From Jeddah, Miklouho-Maclay set out for the other two “stations” he had planned, Massawa and Suakin, visiting several islands along the way. The working conditions there were even more difficult than in Jeddah. In Suakin, the scientist enjoyed the hospitality of the governor, a very kind Egyptian, but more often he had to sleep in shabby huts or outdoors. However, it was in Suakin and Massawa where Miklouho-Maclay was lucky to discover, with the help of divers, several interesting species of marine sponges within a few days.

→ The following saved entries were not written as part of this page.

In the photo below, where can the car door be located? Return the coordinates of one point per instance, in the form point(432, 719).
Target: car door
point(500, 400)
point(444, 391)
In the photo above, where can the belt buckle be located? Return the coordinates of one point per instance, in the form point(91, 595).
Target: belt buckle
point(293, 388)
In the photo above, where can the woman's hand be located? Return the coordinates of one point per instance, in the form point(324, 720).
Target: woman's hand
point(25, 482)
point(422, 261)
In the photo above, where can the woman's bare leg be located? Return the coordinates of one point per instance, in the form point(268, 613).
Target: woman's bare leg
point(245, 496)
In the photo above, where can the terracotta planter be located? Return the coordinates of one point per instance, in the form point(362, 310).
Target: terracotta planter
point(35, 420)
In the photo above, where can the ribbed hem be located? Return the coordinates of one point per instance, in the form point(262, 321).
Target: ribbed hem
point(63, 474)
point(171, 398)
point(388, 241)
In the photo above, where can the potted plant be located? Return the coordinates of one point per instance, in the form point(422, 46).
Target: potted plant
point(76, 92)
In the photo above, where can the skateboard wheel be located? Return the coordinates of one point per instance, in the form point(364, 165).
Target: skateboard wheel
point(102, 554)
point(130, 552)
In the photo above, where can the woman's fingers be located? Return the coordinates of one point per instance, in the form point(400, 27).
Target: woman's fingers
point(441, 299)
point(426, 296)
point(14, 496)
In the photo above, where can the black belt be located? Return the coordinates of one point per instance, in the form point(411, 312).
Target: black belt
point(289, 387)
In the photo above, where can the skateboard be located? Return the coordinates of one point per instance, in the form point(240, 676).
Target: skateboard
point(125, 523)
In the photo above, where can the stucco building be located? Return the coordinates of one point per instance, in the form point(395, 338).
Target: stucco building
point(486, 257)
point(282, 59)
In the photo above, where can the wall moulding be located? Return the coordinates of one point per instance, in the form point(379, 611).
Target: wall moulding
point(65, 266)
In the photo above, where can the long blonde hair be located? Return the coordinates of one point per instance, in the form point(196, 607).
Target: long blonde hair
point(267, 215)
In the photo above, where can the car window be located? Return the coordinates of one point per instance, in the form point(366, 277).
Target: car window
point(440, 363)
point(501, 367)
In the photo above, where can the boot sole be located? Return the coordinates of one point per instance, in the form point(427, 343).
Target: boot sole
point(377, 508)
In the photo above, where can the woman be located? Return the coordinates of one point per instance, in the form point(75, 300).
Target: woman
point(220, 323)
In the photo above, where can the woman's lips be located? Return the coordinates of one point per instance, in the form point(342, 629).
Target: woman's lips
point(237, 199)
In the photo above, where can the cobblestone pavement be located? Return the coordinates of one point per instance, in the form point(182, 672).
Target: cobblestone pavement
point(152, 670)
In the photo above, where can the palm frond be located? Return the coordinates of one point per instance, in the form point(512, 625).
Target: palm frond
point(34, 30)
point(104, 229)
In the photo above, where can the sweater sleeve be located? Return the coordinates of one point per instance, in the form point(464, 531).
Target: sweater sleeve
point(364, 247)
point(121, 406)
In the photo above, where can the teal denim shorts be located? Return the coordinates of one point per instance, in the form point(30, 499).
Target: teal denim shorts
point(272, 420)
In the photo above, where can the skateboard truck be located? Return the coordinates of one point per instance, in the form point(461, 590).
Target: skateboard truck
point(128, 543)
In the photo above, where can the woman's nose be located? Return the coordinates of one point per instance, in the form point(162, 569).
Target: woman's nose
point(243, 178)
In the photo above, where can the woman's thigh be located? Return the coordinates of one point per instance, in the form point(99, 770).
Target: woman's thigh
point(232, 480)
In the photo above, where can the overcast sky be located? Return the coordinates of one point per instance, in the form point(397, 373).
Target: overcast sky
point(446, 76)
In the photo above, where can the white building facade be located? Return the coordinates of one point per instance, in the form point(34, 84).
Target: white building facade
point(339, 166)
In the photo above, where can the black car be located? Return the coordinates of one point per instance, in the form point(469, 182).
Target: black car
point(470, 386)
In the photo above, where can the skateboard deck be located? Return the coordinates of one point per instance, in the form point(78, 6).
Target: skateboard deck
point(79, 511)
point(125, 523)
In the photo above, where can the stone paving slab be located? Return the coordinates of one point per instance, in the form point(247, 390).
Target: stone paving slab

As already mentioned, Miklouho-Maclay conceived this trip mainly to study the Red Sea fauna and the sponges on the eve of the junction between the Red and Mediterranean Seas. Extreme conditions negatively affected the duration and effectiveness of the work. However, the traveler still managed to gather an interesting collection of Demosponges, keratose and calcareous sponges, which to this day are carefully preserved in the Zoological Museum of the Zoological Institute of the Russian Academy of Sciences in St. Petersburg. Miklouho-Maclay believed that he managed to discover nine new species of sponges during this expedition, but the descriptions he left are so brief that they can hardly be considered exhaustive. Modern sponge scientists are unable to establish which species of the Red Sea sponges were actually first described by Miklouho-Maclay. However, Nikolay was not only engaged in the study of sponges in the Red Sea. The young scientist, educated in biomedicine and specializing in zoology and comparative anatomy, demonstrated an unusually wide scientific outlook, managing, despite the difficulties and the short duration of the trip, to make interesting observations of physical, geographical and cultural character.

Miklouho-Maclay did not limit himself to just recording the results of these observations. A maximalist by nature, prone in those years to extensive generalizations, he also tried to uncover the causes of the economic and cultural underdevelopment of the local population. It was explained, in his opinion, by unfavorable climatic conditions (an exaggeration of the role of the geographical factor was widespread in the science of that time).

The trip to the Red Sea was an important milestone in the biography of Miklouho-Maclay. Here, in particular, some characteristic features of the future outstanding traveler’s activity appeared for the first time: inclination to work alone, preference for stationary methods of research. Thus began the process of Miklouho-Maclay’s transformation into a universal naturalist, who focused in his research on humans and manifestations of their cultures within the geographical environment.